Alan Mather and WiFi
Alan Mather of the Office of the E-Envoy has been blogging government for a year now and does a good job of it. His posts provide some nice insights into the internal happenings of egovernment in the UK.
Several days ago, Alan blogged about WiFi in government. I hope he comes to the conclusion that if government wants to implement WiFi as an enterprise tool - which is the way I would like it implemented in Utah, security is critical - and you have to go FAR beyond WEP. Security has slowed down our WiFi project significantly, but we are closing in on an enterprise solution. Testing will begin on Monday. I'm not going to go into the details of our secure solution, but there are some great resources available, including the Unofficial 802.11 Security Web Page. Alan was also wondering why people in government are not using it. I think they are - we already have over 100 hotspots on our network and will roll out many more once the enterprise security solution is in place. You don't want to have a system where you have to administer security individually at the access point level. And you want to be able to ensure reliability, especially as we start making the service available at out-of-building hotspots in more rural areas.
What about public WiFi? Should government support the idea that has recently surfaced of a wireless commons. King County (Washington) is now making wireless available at their libraries. That would be nice, to walk into the library with your laptop.
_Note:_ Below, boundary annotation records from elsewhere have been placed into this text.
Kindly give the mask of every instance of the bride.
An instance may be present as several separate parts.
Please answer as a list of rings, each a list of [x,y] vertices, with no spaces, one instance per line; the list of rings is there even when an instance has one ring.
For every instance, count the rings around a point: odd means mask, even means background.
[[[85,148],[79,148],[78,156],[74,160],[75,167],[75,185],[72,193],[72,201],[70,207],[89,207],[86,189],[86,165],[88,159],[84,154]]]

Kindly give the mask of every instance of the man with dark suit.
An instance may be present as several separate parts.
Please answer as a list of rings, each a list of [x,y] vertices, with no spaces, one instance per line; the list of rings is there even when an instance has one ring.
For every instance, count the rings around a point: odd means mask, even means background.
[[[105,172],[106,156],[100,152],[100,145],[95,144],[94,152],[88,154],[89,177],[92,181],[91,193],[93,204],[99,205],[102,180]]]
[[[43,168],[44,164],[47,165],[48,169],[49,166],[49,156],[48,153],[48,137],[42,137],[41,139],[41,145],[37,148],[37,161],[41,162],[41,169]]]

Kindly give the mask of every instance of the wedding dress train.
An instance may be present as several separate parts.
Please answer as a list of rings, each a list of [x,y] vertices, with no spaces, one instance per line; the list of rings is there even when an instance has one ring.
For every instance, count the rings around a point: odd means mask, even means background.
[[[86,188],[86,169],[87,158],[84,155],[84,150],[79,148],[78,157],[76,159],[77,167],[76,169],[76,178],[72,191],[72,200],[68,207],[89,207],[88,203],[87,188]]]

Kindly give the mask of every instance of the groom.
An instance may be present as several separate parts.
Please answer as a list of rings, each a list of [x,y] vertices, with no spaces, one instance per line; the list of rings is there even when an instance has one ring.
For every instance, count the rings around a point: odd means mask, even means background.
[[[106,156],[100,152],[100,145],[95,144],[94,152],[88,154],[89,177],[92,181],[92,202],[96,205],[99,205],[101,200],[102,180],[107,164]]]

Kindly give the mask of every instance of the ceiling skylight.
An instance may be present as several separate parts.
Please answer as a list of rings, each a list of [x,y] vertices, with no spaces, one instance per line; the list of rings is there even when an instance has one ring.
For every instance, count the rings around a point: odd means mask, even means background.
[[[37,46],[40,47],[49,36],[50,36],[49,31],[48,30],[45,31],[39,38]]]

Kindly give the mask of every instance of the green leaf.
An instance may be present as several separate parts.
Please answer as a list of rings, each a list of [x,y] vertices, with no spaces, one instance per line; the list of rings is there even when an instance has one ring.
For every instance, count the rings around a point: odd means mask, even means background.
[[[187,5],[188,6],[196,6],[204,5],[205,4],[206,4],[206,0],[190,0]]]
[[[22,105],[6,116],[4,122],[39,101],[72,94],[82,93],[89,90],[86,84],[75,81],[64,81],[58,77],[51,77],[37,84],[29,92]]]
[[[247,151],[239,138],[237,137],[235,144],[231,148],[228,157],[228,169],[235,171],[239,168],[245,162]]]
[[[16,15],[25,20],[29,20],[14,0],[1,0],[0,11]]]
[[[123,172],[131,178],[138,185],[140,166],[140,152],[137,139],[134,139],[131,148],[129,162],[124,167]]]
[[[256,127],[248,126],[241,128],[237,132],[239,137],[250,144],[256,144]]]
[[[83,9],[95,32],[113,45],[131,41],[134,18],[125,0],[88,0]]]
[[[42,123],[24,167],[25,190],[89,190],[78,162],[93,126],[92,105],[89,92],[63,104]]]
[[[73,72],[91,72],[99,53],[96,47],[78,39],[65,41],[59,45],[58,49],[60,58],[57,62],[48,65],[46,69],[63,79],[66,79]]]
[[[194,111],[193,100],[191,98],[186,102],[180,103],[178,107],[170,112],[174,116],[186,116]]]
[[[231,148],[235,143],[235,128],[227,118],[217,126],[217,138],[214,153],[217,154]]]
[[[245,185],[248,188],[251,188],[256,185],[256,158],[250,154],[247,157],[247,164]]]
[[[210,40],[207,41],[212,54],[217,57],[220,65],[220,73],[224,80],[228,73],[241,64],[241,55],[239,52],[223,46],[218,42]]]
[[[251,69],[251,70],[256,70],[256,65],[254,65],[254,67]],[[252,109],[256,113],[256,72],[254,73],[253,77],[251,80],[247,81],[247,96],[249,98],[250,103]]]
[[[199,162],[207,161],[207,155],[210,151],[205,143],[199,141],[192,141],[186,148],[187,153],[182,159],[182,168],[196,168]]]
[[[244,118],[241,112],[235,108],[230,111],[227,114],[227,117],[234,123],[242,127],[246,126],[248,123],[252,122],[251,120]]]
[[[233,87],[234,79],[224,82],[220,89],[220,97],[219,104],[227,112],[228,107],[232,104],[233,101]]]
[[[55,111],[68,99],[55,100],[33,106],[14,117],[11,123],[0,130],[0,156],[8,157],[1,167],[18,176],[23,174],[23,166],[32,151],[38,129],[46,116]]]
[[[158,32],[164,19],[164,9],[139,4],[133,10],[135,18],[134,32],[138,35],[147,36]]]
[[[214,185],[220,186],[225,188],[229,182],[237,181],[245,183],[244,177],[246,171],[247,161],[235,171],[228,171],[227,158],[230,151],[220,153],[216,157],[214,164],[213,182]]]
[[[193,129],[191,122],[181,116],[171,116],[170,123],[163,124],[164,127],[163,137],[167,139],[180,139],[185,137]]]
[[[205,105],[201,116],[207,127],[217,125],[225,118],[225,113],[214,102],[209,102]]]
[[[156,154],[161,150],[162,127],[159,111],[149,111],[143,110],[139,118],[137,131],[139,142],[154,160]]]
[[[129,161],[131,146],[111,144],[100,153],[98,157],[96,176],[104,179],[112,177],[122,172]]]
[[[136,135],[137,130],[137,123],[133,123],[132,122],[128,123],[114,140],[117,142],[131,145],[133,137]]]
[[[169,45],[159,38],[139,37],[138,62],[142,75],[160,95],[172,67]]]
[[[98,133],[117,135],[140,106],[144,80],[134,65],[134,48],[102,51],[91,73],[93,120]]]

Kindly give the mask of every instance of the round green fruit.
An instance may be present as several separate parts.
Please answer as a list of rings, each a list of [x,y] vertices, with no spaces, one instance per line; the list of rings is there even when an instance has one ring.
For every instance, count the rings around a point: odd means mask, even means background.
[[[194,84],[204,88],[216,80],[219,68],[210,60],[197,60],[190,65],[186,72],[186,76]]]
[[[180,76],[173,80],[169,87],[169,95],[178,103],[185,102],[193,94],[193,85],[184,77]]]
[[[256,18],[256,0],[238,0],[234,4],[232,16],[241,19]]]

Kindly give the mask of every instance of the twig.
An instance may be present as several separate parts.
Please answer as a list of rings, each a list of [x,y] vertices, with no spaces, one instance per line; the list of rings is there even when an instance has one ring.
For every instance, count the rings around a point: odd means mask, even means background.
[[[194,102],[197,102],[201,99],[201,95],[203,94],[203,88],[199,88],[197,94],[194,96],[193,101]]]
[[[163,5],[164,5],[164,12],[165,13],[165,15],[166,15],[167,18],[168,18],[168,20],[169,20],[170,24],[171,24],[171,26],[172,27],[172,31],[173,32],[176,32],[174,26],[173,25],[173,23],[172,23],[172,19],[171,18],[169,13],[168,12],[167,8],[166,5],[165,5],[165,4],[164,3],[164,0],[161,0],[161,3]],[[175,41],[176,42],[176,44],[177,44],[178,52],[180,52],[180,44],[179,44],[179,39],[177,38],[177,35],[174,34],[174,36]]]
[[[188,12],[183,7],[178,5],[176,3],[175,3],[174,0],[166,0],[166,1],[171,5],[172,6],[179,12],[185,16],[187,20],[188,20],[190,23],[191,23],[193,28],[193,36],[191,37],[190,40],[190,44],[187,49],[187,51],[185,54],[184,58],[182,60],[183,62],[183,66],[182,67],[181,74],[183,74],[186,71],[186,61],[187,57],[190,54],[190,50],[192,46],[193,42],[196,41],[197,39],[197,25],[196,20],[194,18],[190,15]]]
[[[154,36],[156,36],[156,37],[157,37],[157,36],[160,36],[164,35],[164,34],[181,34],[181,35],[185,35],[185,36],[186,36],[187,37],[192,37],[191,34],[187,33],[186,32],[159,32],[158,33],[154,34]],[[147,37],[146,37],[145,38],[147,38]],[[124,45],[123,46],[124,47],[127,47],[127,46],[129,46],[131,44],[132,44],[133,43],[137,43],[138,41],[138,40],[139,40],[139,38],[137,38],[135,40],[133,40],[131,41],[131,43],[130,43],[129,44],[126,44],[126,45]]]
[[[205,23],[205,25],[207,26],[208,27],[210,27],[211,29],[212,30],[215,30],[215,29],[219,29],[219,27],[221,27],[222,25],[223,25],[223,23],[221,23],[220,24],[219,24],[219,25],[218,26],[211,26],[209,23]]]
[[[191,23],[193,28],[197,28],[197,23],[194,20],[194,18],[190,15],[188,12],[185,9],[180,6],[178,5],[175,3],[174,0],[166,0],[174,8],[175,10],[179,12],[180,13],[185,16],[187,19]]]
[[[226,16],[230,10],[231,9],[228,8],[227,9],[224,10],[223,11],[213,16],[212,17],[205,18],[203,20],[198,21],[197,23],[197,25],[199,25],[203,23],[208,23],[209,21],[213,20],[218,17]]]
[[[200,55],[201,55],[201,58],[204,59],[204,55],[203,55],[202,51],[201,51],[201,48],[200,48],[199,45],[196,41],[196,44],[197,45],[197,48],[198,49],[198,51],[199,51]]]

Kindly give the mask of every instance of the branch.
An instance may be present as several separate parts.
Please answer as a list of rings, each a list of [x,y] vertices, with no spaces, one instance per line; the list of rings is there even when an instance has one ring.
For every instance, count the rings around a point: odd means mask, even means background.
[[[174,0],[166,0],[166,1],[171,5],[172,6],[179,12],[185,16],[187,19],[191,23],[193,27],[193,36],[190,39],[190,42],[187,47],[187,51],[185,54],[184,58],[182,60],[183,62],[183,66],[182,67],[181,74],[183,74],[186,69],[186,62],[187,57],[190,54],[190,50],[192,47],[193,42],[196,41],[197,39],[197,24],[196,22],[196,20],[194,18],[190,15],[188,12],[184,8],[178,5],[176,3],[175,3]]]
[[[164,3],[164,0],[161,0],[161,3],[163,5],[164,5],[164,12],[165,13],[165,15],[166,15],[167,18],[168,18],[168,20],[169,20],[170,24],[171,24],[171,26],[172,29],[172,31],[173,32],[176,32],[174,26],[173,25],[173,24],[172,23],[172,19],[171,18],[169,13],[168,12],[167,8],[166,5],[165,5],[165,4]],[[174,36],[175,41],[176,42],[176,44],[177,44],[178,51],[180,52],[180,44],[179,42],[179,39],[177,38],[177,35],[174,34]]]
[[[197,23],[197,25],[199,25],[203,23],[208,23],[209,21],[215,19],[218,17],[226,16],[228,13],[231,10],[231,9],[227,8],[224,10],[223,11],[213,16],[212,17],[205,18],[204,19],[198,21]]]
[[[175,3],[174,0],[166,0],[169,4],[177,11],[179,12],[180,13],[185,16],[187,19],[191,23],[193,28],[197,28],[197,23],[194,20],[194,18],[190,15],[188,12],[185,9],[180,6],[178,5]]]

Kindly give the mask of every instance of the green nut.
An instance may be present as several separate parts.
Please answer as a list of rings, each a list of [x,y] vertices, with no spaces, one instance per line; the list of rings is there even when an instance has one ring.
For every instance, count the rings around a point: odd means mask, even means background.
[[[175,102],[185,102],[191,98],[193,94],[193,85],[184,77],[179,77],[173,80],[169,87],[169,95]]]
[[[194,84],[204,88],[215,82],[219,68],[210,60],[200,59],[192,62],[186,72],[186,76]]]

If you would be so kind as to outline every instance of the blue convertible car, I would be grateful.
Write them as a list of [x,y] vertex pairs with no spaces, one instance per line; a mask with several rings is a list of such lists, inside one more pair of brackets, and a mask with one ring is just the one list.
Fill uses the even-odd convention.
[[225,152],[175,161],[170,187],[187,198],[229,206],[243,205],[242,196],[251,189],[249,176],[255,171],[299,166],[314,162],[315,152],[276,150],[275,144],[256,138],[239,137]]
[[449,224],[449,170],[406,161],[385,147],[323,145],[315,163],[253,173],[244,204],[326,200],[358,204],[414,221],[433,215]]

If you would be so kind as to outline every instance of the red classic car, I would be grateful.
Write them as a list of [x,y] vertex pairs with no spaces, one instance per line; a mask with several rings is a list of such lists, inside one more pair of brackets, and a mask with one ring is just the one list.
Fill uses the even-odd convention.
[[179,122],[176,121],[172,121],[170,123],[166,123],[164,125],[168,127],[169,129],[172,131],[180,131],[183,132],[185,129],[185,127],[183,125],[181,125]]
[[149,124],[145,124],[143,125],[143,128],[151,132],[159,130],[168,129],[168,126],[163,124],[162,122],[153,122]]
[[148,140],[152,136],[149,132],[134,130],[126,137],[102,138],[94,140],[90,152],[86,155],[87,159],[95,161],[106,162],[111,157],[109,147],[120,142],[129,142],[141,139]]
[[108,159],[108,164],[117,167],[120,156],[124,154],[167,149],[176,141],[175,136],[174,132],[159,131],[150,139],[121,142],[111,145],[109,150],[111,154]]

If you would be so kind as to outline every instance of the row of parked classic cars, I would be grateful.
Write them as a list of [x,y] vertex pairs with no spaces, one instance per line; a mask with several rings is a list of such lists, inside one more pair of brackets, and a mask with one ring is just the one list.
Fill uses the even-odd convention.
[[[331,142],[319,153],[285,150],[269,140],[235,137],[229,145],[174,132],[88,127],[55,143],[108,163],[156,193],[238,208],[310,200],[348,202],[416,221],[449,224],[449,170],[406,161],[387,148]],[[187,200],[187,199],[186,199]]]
Some more great ideas from King County libraries: you can check out an audio book, complete with MP3 player and you can reserve time on a library PC online - I've noticed those are always busy at our local libraries so it would be nice to make reservations in advance if you are a user of that service.
I've also been looking at some interesting stuff on mesh networks to determine how and if we should apply the concepts in our WWAN and RF mobile data environments.